As a follow-up to my last diatribe on the called-for Food Gestapo I go back to my suggestion that if folks would actually sit down to a family meal on a regular basis our eating habits would improve vastly and junk-food related medical conditions would abate.
In that context I include as follows an excerpt on family meals from my recently completed (this morning) and still unpublished (see ‘this morning’) manuscript concerning my childhood and youth in the Vancouver suburb of Burnaby.
I include this for two reasons 1) because it’s mine and so I can, and I want it to gain exposure so my words get comfortable in a public purview and 2) because it offers some insights on how different mealtime was when I was growing up. And we weren’t much different from any family of the era. So, I hope you enjoy.
Meals in the family home were basic in nature. Granted, there wasn’t a lot of money in most households of the day, but even so, there was even less inventiveness or sense-of-adventure. Meatloaf, sausages and mashed potatoes, repellent canned peas, pork chops, macaroni-and-cheese (which was served far too often, leaving me disliking it to this day), and then the big Sunday roast. Sometimes beef, but more usually pork or lamb because they were cheaper. Maybe a chicken on rare occasions and, for some odd reason, chicken was considered almost a gourmet treat.
I’ll give my mother credit in matters culinary. In the first place she was a good cook and secondly she honestly tried to educate our reluctant palates to dishes she’d either heard about, or had found in Ladies Home Journal, McCall’s or Family Circle, and she would attempt to foist the concoctions on her wary family, only to be greeted with:
“What’s this stuff?”
“It’s called Beef Stroganoff.”
“I don’t like it.”
“You haven’t even tried it.”
“I still know I don’t like it. It looks like dog-food and smells like puke.”
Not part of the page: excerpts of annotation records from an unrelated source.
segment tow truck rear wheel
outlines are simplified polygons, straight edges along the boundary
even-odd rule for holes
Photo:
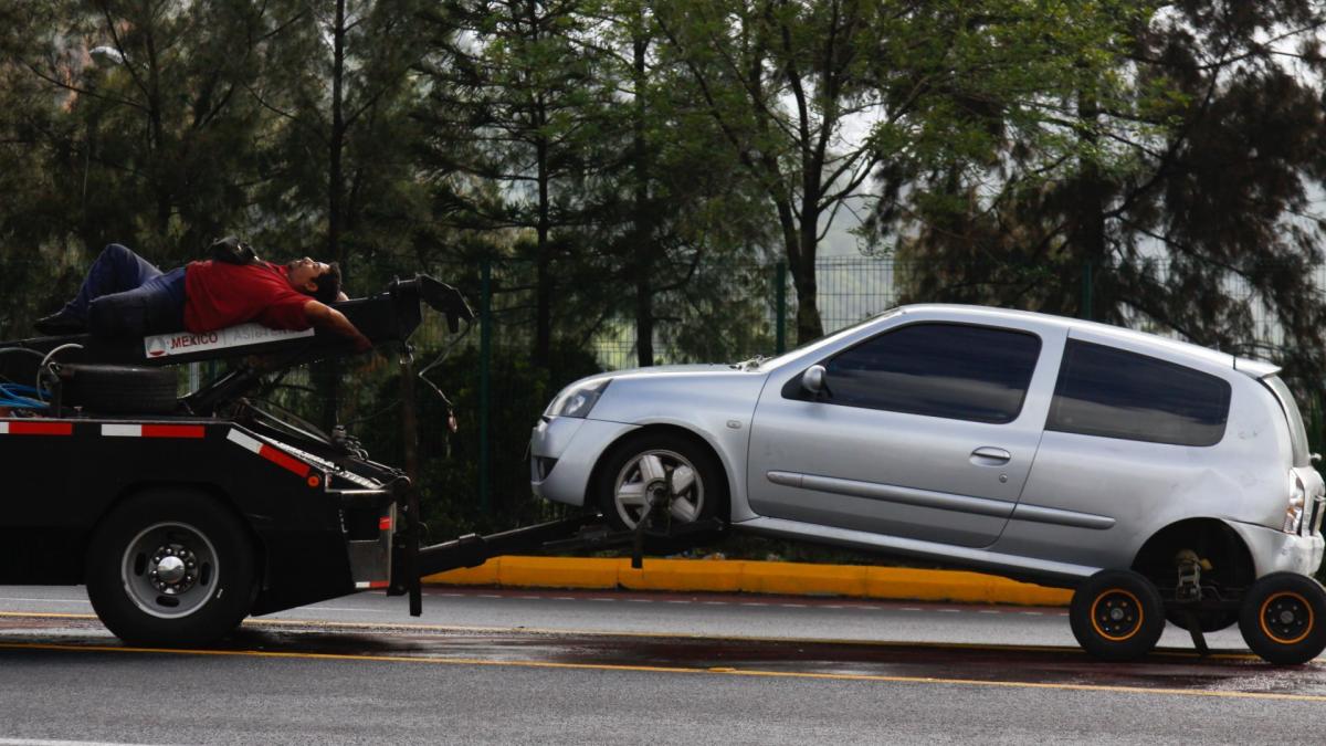
[[[107,515],[88,548],[88,597],[131,644],[198,646],[248,615],[255,551],[219,500],[180,490],[134,495]]]
[[[1069,624],[1082,649],[1103,661],[1151,652],[1164,632],[1164,601],[1155,584],[1130,569],[1102,569],[1073,592]]]
[[[1238,631],[1262,658],[1305,664],[1326,649],[1326,589],[1306,575],[1272,572],[1244,596]]]

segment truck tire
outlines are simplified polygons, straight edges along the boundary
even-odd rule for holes
[[[64,404],[103,414],[168,414],[178,397],[175,370],[133,365],[60,366]]]
[[[1244,596],[1238,631],[1262,658],[1305,664],[1326,649],[1326,589],[1306,575],[1272,572]]]
[[[178,488],[139,492],[107,515],[88,547],[88,597],[130,644],[191,648],[248,616],[256,556],[228,506]]]
[[[1130,569],[1102,569],[1073,592],[1069,624],[1082,649],[1103,661],[1151,652],[1164,632],[1164,601],[1155,584]]]

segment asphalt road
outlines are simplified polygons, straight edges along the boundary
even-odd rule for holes
[[[78,589],[0,587],[0,745],[1307,743],[1326,711],[1326,662],[1265,665],[1236,632],[1103,665],[1058,609],[448,593],[419,620],[361,595],[162,652]]]

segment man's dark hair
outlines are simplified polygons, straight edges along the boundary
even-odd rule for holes
[[[328,271],[313,279],[318,289],[313,291],[313,299],[321,303],[335,303],[341,295],[341,265],[335,261],[328,264]]]

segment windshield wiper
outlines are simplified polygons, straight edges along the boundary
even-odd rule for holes
[[[733,362],[728,368],[733,368],[736,370],[756,370],[756,369],[760,368],[760,364],[762,364],[765,360],[769,360],[769,358],[765,357],[765,356],[762,356],[762,354],[757,354],[757,356],[752,357],[751,360],[743,360],[741,362]]]

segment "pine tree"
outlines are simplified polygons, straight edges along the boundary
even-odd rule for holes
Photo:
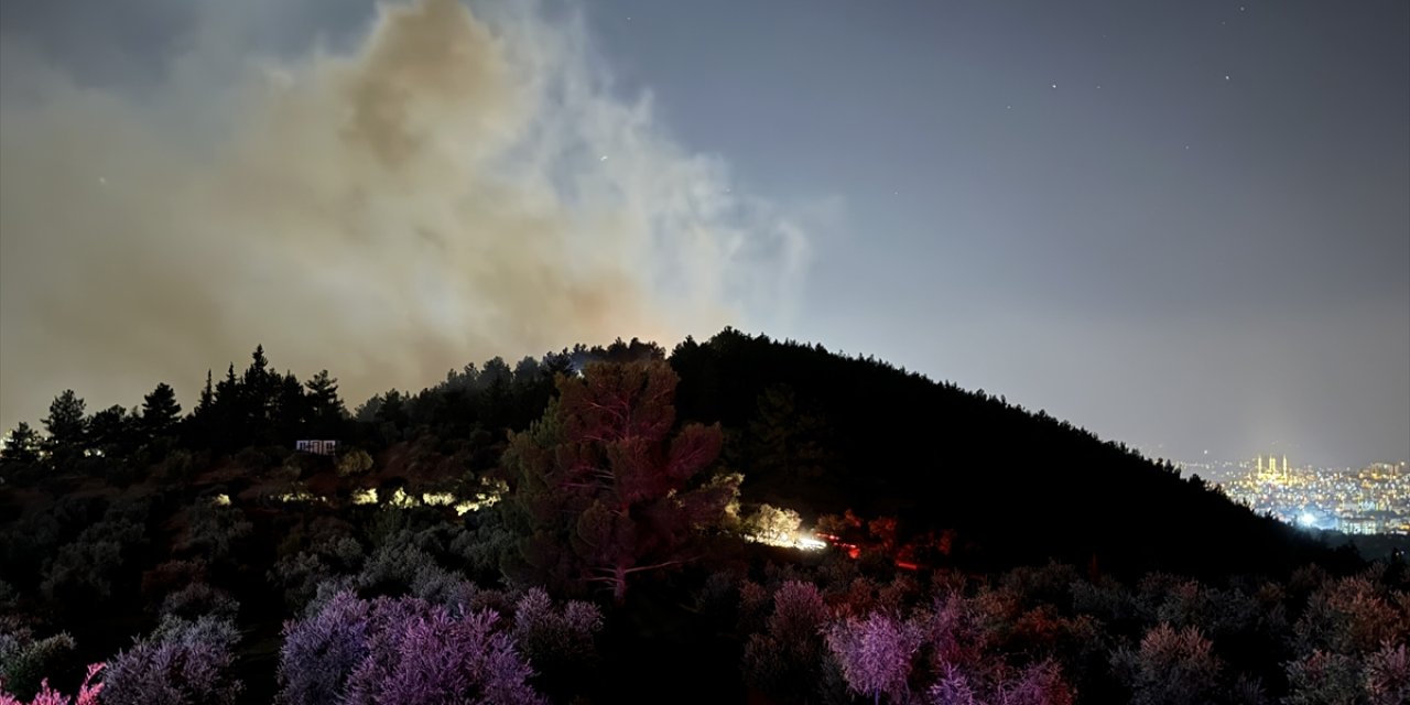
[[[49,433],[48,444],[54,450],[82,450],[87,440],[87,420],[83,413],[83,399],[65,389],[49,403],[49,416],[44,419],[44,430]]]
[[[18,426],[10,431],[10,437],[6,440],[4,447],[0,447],[0,464],[23,464],[28,465],[39,460],[39,448],[42,439],[39,439],[39,431],[30,427],[28,423],[20,422]]]
[[[209,376],[206,384],[210,384]],[[159,439],[171,434],[178,422],[180,422],[180,405],[176,403],[176,391],[161,382],[142,398],[142,431],[149,439]]]
[[[616,602],[644,571],[691,560],[697,529],[719,520],[737,477],[701,484],[719,426],[675,423],[675,372],[661,361],[589,364],[560,375],[558,399],[513,434],[523,540],[510,571],[568,589],[606,587]]]

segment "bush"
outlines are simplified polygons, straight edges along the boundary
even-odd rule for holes
[[[44,678],[39,681],[39,689],[30,701],[30,705],[99,705],[97,695],[103,692],[102,682],[93,682],[93,677],[103,670],[103,664],[96,663],[89,666],[87,675],[83,677],[83,682],[79,684],[79,694],[76,698],[69,698],[62,692],[49,688],[49,680]],[[23,701],[17,699],[14,695],[4,691],[4,678],[0,678],[0,705],[24,705]]]
[[[75,649],[73,637],[59,633],[34,639],[28,629],[0,632],[0,682],[20,698],[32,698],[42,688],[44,674],[54,670]]]
[[[812,691],[826,660],[821,633],[826,620],[828,606],[814,584],[784,582],[774,592],[764,632],[750,634],[744,644],[744,678],[778,698]]]
[[[230,705],[243,689],[228,670],[240,639],[228,620],[164,618],[107,664],[103,705]]]
[[[372,455],[362,448],[352,448],[338,458],[340,477],[362,475],[369,470],[372,470]]]
[[[458,616],[417,598],[368,602],[340,592],[285,625],[278,701],[544,702],[527,684],[533,670],[496,623],[489,609]]]
[[[1213,644],[1197,627],[1177,632],[1166,623],[1146,632],[1138,650],[1118,649],[1111,666],[1131,688],[1135,705],[1208,702],[1221,668]]]

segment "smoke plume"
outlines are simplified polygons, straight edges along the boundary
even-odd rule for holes
[[[778,313],[802,234],[616,96],[581,17],[544,17],[423,0],[265,55],[207,17],[137,89],[0,34],[0,423],[63,388],[189,403],[257,343],[357,403]]]

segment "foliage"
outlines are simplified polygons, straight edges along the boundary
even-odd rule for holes
[[[530,588],[515,603],[513,637],[540,673],[561,673],[596,661],[594,636],[602,630],[602,611],[591,602],[570,601],[554,608],[543,588]]]
[[[909,688],[911,660],[921,647],[921,630],[894,616],[873,612],[866,619],[846,618],[826,632],[847,687],[873,702],[885,695],[891,702],[902,702]]]
[[[362,448],[352,448],[338,458],[338,475],[362,475],[372,470],[372,455]]]
[[[828,656],[822,637],[828,616],[816,585],[784,582],[774,592],[766,630],[744,643],[744,678],[776,698],[816,688]]]
[[[68,633],[34,639],[25,627],[0,627],[0,684],[20,698],[30,698],[42,689],[44,674],[49,673],[75,649]]]
[[[103,704],[233,704],[243,688],[228,673],[238,639],[224,619],[164,618],[151,636],[109,661]]]
[[[285,625],[281,704],[539,704],[513,639],[484,609],[457,616],[417,598],[340,592]]]
[[[572,591],[599,584],[620,603],[634,574],[691,560],[692,534],[719,520],[736,488],[692,485],[721,431],[688,424],[671,437],[675,384],[661,362],[558,378],[560,398],[505,454],[523,532],[510,571]]]
[[[49,688],[49,680],[44,678],[39,681],[39,689],[35,692],[34,699],[30,701],[30,705],[99,705],[97,697],[103,692],[103,684],[93,682],[93,677],[102,670],[103,664],[90,664],[87,667],[87,675],[85,675],[83,682],[79,684],[78,695],[72,698]],[[4,687],[4,678],[0,678],[0,705],[24,705],[21,699],[6,692]]]
[[[1146,632],[1138,650],[1111,654],[1117,677],[1132,691],[1135,705],[1198,705],[1218,682],[1221,664],[1198,627],[1180,630],[1162,622]]]

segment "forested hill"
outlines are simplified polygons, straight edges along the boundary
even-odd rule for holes
[[[1283,572],[1330,557],[1197,477],[983,391],[730,329],[670,357],[685,419],[719,420],[746,498],[953,532],[956,558]]]
[[[863,520],[895,519],[887,541],[932,548],[932,560],[918,556],[921,564],[998,570],[1055,558],[1125,574],[1224,575],[1338,563],[1311,537],[1198,478],[1045,412],[871,358],[732,329],[705,343],[687,338],[670,355],[618,340],[515,365],[494,358],[419,393],[375,395],[352,413],[327,371],[300,384],[257,348],[243,372],[230,365],[207,379],[188,415],[165,384],[131,412],[87,413],[65,391],[44,420],[47,437],[27,424],[11,433],[0,478],[11,488],[41,482],[55,498],[80,478],[209,491],[209,478],[220,475],[233,495],[258,494],[271,482],[316,482],[307,472],[268,472],[295,440],[338,439],[409,491],[472,491],[503,475],[509,431],[543,416],[557,376],[591,361],[660,358],[680,376],[677,423],[723,426],[722,462],[743,474],[744,505],[767,502],[808,520],[849,509]],[[37,502],[0,495],[0,508],[25,513],[47,506]]]

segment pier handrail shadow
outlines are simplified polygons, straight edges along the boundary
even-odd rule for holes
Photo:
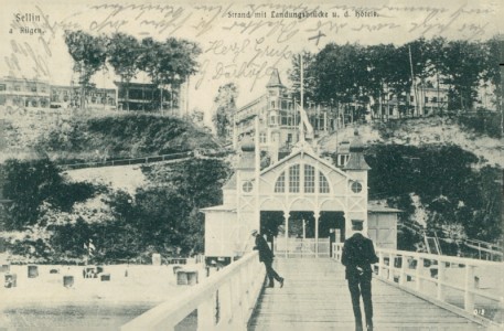
[[[197,310],[197,330],[246,330],[265,280],[257,252],[250,252],[180,296],[121,327],[121,331],[174,330]]]

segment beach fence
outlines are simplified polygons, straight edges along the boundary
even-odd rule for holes
[[[194,311],[197,330],[246,330],[266,274],[257,254],[248,253],[173,300],[124,324],[121,330],[175,330]]]

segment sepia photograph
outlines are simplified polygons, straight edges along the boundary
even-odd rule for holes
[[[3,0],[0,331],[504,329],[498,0]]]

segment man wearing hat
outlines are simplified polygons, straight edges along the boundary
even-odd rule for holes
[[[345,278],[348,281],[352,308],[355,317],[355,330],[363,330],[361,313],[361,295],[366,314],[366,330],[373,330],[373,302],[371,297],[372,264],[378,261],[373,242],[363,236],[363,222],[352,220],[354,235],[345,241],[341,263],[346,267]]]
[[[276,279],[278,282],[280,282],[280,288],[282,288],[283,278],[278,276],[277,271],[275,271],[274,267],[271,266],[274,264],[275,255],[269,248],[268,243],[266,243],[265,238],[259,234],[257,229],[253,229],[250,234],[256,237],[256,246],[254,249],[259,250],[259,260],[265,264],[266,274],[268,275],[269,279],[268,287],[275,287],[274,279]]]

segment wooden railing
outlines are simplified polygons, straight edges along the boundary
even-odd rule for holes
[[[174,330],[197,310],[197,330],[246,330],[265,279],[257,252],[232,263],[182,295],[121,327],[122,331]]]
[[[341,261],[343,244],[333,252]],[[377,278],[475,321],[502,323],[504,264],[384,248],[376,254]]]

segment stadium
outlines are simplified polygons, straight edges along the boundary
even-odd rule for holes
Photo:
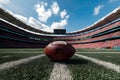
[[[75,55],[54,62],[43,53],[66,41]],[[84,29],[35,29],[0,8],[0,80],[120,80],[120,8]]]

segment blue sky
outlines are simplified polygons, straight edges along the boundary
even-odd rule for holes
[[[37,29],[71,32],[120,7],[120,0],[0,0],[0,7]]]

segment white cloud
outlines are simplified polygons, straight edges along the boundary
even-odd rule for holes
[[[61,20],[60,22],[53,22],[51,25],[52,29],[64,29],[65,26],[67,25],[67,20]]]
[[[94,15],[98,15],[103,5],[98,5],[94,8]]]
[[[60,10],[60,8],[58,6],[58,3],[53,2],[52,6],[51,6],[51,9],[52,9],[53,14],[57,15],[59,10]]]
[[[39,20],[42,22],[46,22],[49,17],[52,15],[51,9],[46,10],[45,7],[47,6],[47,3],[42,3],[42,4],[36,4],[35,5],[35,10],[38,13]]]
[[[60,13],[60,17],[63,19],[66,16],[67,12],[64,9],[61,13]]]
[[[0,0],[0,4],[8,4],[10,0]]]
[[[51,27],[48,27],[47,25],[39,22],[38,20],[36,20],[33,17],[24,17],[22,15],[19,14],[15,14],[10,10],[5,10],[7,13],[11,14],[12,16],[14,16],[16,19],[22,21],[23,23],[30,25],[31,27],[35,28],[35,29],[39,29],[39,30],[43,30],[43,31],[47,31],[47,32],[53,32],[53,30],[51,29]]]
[[[27,22],[27,18],[22,16],[22,15],[19,15],[19,14],[15,14],[13,13],[12,11],[10,10],[6,10],[6,12],[8,12],[9,14],[11,14],[12,16],[14,16],[15,18],[19,19],[20,21],[26,23]]]

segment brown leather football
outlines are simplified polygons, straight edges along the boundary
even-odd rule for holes
[[[74,55],[75,48],[65,41],[55,41],[45,47],[44,53],[54,61],[65,61]]]

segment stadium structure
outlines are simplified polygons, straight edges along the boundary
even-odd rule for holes
[[[75,48],[120,47],[120,8],[82,30],[57,34],[33,28],[0,8],[0,48],[44,48],[66,41]]]

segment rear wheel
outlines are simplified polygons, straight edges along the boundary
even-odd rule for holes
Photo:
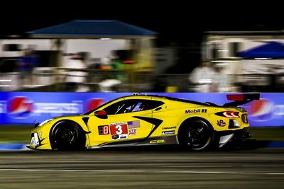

At which point my ultra-sensitive mother would often flee the room in tears, leaving the rest of us feeling like rats, but still disinclined to eat the stroganoff. As an aside, I thoroughly enjoy stroganoff today, along with many others of her ‘experimental’ dishes like the aforementioned lasagne, or even boeuf bourguignon, which struck me as being suspiciously reminiscent of plain old beef stew.
We didn’t dine out much when I was a kid. We certainly never went to fancy restaurants and Burnaby did not offer a proliferation of dining options in those days. There were some basic places, a couple of Chinese joints (too foreign for Dad), and our mainstay. This was a place on Edmonds near Kingsway called Rob Roy. I doubt if there was a Scottish connection, somehow.
Anyway, I recall their slogan was “Coffee till the pot runs dry.” Not much of an enticement for me, since I didn’t consume coffee at that age. Anyway, if we were to go out en famille, it was generally to Rob Roy for some fare like the aforementioned meatloaf, porkchops, or maybe a ‘hot roast beef sandwich’ on white bread, smeared with gloppy cornstarch thickened gravy. Never a hamburger.
For some reason we never went for burgers when I was a kid. I didn’t even have my first one until I was about eight and was out with an aunt and uncle of youthful, bon vivant tastes.